Volume 32, Number 3 · February 28, 1985

'Welfare': The Future of an Illusion

By Andrew Hacker
The Economic Illusion: False Choices Between Prosperity and Social Justice
by Robert Kuttner

Houghton Mifflin, 308 pp., $19.95

Capitalism and the Welfare State: Dilemmas of Social Benevolence
by Neil Gilbert

Yale University Press, 196 pp., $16.95

Kate Quinton's Days
by Susan Sheehan

Houghton Mifflin, 158 pp., $15.95

Selective Nontreatment of Handicapped Newborns: Moral Dilemmas in Neonatal Medicine
by Robert F. Weir

Oxford University Press, 292 pp., $27.95

What Is a Wife Worth?
by Michael H. Minton, with Jean Libman Block

Morrow, 192 pp., $11.95

Demographic and Socioeconomic Aspects of Aging in the United States
Bureau of the Census, US Department of Commerce (Series P-23, No. 138)

US Government Printing Office, 149 pp., $5.50

Catholic Social Teaching and the US Economy
US Bishops Ad Hoc Committee

National Catholic News Service, 47 pp., $3.00

Even the phrase 'welfare state' makes most Americans uneasy. For conservatives and neoconservatives, it smacks of socialism or, worse, European influences. For many, welfare has become synonymous with public assistance and other programs thought to foster indolence.
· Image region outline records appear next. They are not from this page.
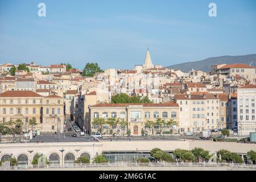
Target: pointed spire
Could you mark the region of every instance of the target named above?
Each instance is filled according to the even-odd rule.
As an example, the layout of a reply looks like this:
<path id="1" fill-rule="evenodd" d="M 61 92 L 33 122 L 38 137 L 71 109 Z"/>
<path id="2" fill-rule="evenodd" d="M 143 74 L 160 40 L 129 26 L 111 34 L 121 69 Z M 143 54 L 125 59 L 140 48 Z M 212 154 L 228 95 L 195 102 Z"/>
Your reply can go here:
<path id="1" fill-rule="evenodd" d="M 147 54 L 146 55 L 145 61 L 143 64 L 143 68 L 154 68 L 154 65 L 152 63 L 150 52 L 148 49 L 148 46 L 147 47 Z"/>

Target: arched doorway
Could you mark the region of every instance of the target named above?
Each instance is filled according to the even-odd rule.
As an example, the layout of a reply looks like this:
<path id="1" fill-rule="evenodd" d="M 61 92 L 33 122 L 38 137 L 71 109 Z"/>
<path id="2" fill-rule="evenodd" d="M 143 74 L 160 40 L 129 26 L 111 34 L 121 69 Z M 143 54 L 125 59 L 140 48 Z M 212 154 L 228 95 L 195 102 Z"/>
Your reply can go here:
<path id="1" fill-rule="evenodd" d="M 1 162 L 4 162 L 5 161 L 10 160 L 11 157 L 10 155 L 6 154 L 2 156 Z"/>
<path id="2" fill-rule="evenodd" d="M 25 154 L 20 154 L 17 158 L 18 167 L 27 168 L 28 163 L 28 158 Z"/>
<path id="3" fill-rule="evenodd" d="M 134 126 L 133 127 L 133 134 L 134 135 L 138 135 L 139 134 L 139 130 L 138 126 Z"/>
<path id="4" fill-rule="evenodd" d="M 49 165 L 59 166 L 60 165 L 60 156 L 56 153 L 52 154 L 49 156 Z"/>
<path id="5" fill-rule="evenodd" d="M 90 160 L 90 154 L 89 154 L 88 153 L 84 152 L 82 154 L 81 154 L 80 157 L 85 157 Z"/>
<path id="6" fill-rule="evenodd" d="M 72 153 L 68 153 L 65 155 L 64 157 L 64 163 L 65 166 L 68 166 L 69 165 L 73 165 L 74 164 L 76 158 L 74 154 Z"/>

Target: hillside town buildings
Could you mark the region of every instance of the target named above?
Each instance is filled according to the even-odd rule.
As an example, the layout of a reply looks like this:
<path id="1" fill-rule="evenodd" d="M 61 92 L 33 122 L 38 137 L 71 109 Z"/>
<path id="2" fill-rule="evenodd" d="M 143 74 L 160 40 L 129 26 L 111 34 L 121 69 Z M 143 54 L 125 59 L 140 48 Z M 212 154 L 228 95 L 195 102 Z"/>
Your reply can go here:
<path id="1" fill-rule="evenodd" d="M 127 134 L 130 129 L 140 135 L 148 130 L 147 120 L 163 118 L 177 121 L 180 134 L 224 128 L 244 135 L 256 131 L 255 68 L 250 65 L 220 64 L 209 73 L 184 73 L 154 65 L 148 49 L 144 63 L 133 69 L 110 68 L 92 77 L 64 64 L 25 65 L 29 72 L 16 69 L 11 76 L 10 69 L 18 65 L 0 64 L 0 122 L 35 117 L 37 130 L 52 133 L 59 131 L 59 124 L 63 132 L 64 121 L 70 119 L 91 133 L 98 131 L 92 125 L 96 118 L 122 118 L 126 127 L 113 126 L 113 133 Z M 151 104 L 112 104 L 119 93 L 147 97 Z M 104 126 L 104 133 L 108 130 Z"/>

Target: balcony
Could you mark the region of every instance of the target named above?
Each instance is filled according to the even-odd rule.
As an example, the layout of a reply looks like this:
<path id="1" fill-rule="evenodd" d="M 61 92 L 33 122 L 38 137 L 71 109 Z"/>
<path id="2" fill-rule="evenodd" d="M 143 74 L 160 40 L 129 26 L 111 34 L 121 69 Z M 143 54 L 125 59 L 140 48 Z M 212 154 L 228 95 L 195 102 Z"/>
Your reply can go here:
<path id="1" fill-rule="evenodd" d="M 56 117 L 57 117 L 57 114 L 50 114 L 49 117 L 51 118 L 56 118 Z"/>
<path id="2" fill-rule="evenodd" d="M 141 122 L 141 118 L 130 118 L 130 122 Z"/>

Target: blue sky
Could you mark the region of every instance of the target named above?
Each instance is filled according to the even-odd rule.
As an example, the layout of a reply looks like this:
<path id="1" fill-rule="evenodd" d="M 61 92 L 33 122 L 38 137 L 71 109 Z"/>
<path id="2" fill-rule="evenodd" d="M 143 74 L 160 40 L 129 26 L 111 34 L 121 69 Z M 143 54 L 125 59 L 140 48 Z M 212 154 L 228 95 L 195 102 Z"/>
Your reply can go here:
<path id="1" fill-rule="evenodd" d="M 132 69 L 148 46 L 153 63 L 167 66 L 256 53 L 255 32 L 254 0 L 0 1 L 0 63 Z"/>

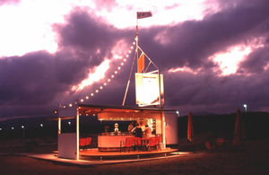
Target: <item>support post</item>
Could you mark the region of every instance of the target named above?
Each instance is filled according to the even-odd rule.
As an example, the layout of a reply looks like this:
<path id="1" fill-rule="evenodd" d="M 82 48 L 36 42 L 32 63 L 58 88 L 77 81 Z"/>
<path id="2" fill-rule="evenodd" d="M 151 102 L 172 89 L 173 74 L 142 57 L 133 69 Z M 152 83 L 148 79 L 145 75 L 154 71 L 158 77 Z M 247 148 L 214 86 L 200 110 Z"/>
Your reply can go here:
<path id="1" fill-rule="evenodd" d="M 166 136 L 165 136 L 165 117 L 164 117 L 164 112 L 161 112 L 161 136 L 162 136 L 162 143 L 163 143 L 163 147 L 166 149 Z"/>
<path id="2" fill-rule="evenodd" d="M 62 132 L 61 120 L 61 118 L 58 118 L 58 135 Z"/>

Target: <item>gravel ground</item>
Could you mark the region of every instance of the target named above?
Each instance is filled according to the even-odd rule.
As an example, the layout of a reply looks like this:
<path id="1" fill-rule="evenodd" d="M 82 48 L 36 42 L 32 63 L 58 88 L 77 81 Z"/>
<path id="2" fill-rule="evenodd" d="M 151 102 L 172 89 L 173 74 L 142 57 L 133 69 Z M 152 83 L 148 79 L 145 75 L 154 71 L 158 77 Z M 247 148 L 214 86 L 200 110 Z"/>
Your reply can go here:
<path id="1" fill-rule="evenodd" d="M 268 158 L 269 139 L 264 139 L 247 141 L 235 150 L 88 167 L 2 155 L 0 174 L 269 174 Z"/>

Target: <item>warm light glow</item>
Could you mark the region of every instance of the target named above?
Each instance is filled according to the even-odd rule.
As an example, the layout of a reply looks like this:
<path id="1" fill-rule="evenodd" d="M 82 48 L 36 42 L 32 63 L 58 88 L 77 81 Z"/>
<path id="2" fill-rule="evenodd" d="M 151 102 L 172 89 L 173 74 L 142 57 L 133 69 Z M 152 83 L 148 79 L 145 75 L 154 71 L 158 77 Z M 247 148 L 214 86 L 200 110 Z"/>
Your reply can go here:
<path id="1" fill-rule="evenodd" d="M 178 67 L 178 68 L 171 68 L 168 70 L 169 73 L 178 73 L 178 72 L 184 72 L 184 73 L 190 73 L 193 74 L 197 74 L 201 71 L 201 68 L 196 69 L 195 71 L 187 67 L 187 66 L 183 66 L 183 67 Z"/>
<path id="2" fill-rule="evenodd" d="M 237 72 L 239 64 L 251 52 L 251 50 L 252 48 L 249 46 L 236 46 L 229 48 L 224 53 L 215 54 L 209 59 L 213 60 L 220 66 L 221 75 L 229 75 Z"/>
<path id="3" fill-rule="evenodd" d="M 83 81 L 82 81 L 80 84 L 73 86 L 72 91 L 74 92 L 82 91 L 85 87 L 91 85 L 92 83 L 103 79 L 105 77 L 106 72 L 109 68 L 109 63 L 110 60 L 106 59 L 99 66 L 96 66 L 94 68 L 93 73 L 91 73 L 91 69 L 90 69 L 88 77 Z"/>

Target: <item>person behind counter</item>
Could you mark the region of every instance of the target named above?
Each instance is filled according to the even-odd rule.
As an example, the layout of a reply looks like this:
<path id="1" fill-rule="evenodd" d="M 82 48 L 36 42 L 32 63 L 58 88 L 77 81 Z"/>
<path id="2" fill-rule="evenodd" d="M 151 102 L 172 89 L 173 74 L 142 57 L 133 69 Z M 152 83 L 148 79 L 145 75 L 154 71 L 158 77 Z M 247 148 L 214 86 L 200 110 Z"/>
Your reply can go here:
<path id="1" fill-rule="evenodd" d="M 146 138 L 150 138 L 152 136 L 152 129 L 151 127 L 149 127 L 148 125 L 145 126 L 145 129 L 144 129 L 144 136 Z"/>
<path id="2" fill-rule="evenodd" d="M 118 124 L 117 124 L 117 123 L 115 124 L 115 129 L 114 129 L 114 132 L 117 133 L 117 134 L 120 132 L 120 131 L 118 130 Z"/>
<path id="3" fill-rule="evenodd" d="M 132 133 L 134 133 L 135 137 L 143 137 L 142 128 L 139 124 L 136 124 L 136 127 L 133 128 Z"/>
<path id="4" fill-rule="evenodd" d="M 129 133 L 132 133 L 132 131 L 133 131 L 133 129 L 134 129 L 134 122 L 132 121 L 132 122 L 130 123 L 130 125 L 128 126 L 128 132 L 129 132 Z"/>

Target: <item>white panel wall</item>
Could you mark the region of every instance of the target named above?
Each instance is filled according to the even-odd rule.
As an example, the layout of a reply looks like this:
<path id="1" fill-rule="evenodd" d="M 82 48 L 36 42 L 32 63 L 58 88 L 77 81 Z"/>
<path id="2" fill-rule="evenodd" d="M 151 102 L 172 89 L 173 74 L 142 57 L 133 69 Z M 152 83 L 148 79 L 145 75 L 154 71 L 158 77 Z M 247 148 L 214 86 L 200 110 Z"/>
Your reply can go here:
<path id="1" fill-rule="evenodd" d="M 58 135 L 58 157 L 76 159 L 75 133 L 65 133 Z"/>
<path id="2" fill-rule="evenodd" d="M 166 144 L 178 144 L 178 116 L 176 113 L 165 113 Z"/>

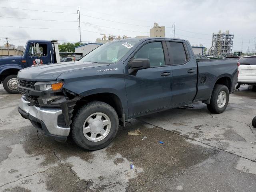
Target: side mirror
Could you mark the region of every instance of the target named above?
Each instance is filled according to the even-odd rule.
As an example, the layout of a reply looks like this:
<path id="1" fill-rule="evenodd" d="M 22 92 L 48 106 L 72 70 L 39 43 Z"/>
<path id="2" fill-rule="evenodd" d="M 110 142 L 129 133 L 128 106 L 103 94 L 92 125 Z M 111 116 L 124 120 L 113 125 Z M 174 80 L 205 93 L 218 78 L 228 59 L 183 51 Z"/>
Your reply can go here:
<path id="1" fill-rule="evenodd" d="M 34 44 L 34 48 L 35 53 L 37 55 L 40 54 L 40 50 L 39 50 L 39 44 L 38 43 L 35 43 Z"/>
<path id="2" fill-rule="evenodd" d="M 128 64 L 128 67 L 132 70 L 140 70 L 150 68 L 149 59 L 134 59 Z"/>

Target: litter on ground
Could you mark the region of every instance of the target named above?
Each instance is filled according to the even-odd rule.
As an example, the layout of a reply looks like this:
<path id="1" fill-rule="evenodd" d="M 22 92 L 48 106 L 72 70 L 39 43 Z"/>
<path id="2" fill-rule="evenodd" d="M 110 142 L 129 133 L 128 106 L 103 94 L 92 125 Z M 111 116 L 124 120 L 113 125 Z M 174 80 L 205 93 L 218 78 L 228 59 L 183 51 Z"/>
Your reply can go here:
<path id="1" fill-rule="evenodd" d="M 135 131 L 131 131 L 128 132 L 128 135 L 141 135 L 141 132 L 139 129 L 137 129 Z"/>
<path id="2" fill-rule="evenodd" d="M 147 137 L 146 136 L 144 136 L 144 137 L 142 139 L 142 140 L 144 140 L 146 138 L 148 138 L 148 139 L 149 139 L 149 138 L 148 138 L 148 137 Z"/>

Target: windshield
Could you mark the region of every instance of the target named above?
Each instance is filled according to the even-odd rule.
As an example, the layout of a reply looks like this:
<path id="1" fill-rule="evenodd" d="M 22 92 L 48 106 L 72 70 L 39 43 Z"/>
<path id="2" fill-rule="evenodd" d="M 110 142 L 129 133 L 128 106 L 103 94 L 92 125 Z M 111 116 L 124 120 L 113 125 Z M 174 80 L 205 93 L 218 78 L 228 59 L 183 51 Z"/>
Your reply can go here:
<path id="1" fill-rule="evenodd" d="M 256 65 L 256 57 L 243 57 L 238 60 L 241 65 Z"/>
<path id="2" fill-rule="evenodd" d="M 138 41 L 112 42 L 100 46 L 79 61 L 111 64 L 117 62 Z"/>

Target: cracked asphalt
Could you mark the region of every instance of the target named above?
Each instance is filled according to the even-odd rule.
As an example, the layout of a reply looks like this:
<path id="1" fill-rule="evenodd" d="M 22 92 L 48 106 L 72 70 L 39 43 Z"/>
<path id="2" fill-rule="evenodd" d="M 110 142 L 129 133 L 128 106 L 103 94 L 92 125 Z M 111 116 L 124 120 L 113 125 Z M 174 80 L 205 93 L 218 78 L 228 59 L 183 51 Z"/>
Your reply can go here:
<path id="1" fill-rule="evenodd" d="M 198 102 L 130 120 L 94 152 L 38 131 L 18 114 L 20 97 L 0 85 L 0 191 L 256 191 L 250 87 L 231 95 L 222 114 Z M 128 134 L 137 129 L 141 136 Z"/>

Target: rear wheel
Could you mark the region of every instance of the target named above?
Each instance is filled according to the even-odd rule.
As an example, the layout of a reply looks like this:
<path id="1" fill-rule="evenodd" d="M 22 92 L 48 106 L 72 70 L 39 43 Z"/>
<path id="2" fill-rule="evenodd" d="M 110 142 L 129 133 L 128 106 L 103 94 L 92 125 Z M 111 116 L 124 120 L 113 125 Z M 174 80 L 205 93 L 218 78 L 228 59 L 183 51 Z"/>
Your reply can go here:
<path id="1" fill-rule="evenodd" d="M 93 101 L 81 107 L 72 124 L 72 137 L 76 143 L 88 150 L 104 148 L 113 140 L 118 127 L 118 118 L 110 105 Z"/>
<path id="2" fill-rule="evenodd" d="M 212 113 L 221 113 L 227 107 L 229 100 L 229 91 L 224 85 L 216 85 L 207 108 Z"/>
<path id="3" fill-rule="evenodd" d="M 19 93 L 18 84 L 18 80 L 16 75 L 7 76 L 3 81 L 4 88 L 9 93 Z"/>

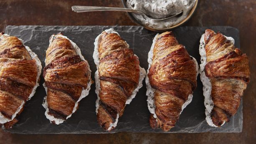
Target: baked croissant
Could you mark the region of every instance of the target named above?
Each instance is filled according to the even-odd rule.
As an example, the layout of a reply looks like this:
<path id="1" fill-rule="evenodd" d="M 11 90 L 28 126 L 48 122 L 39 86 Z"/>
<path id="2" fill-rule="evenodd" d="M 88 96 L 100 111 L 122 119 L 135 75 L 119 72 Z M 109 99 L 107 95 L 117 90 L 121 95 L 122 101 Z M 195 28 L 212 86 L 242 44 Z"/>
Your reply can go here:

Hence George Gilder's adage, 'the poor most of all need the spur of their own poverty.' If many liberals and those further to the left support the welfare idea, they are unsure about its scope and proper clientele. Still, more than a few will agree with Michael Walzer that a welfare state 'expresses a certain civil spirit, a sense of mutuality, a commitment to justice.' Even so, the question is still raised whether programs will be largely for the poor, or if other classes should get services that are free or subsidized.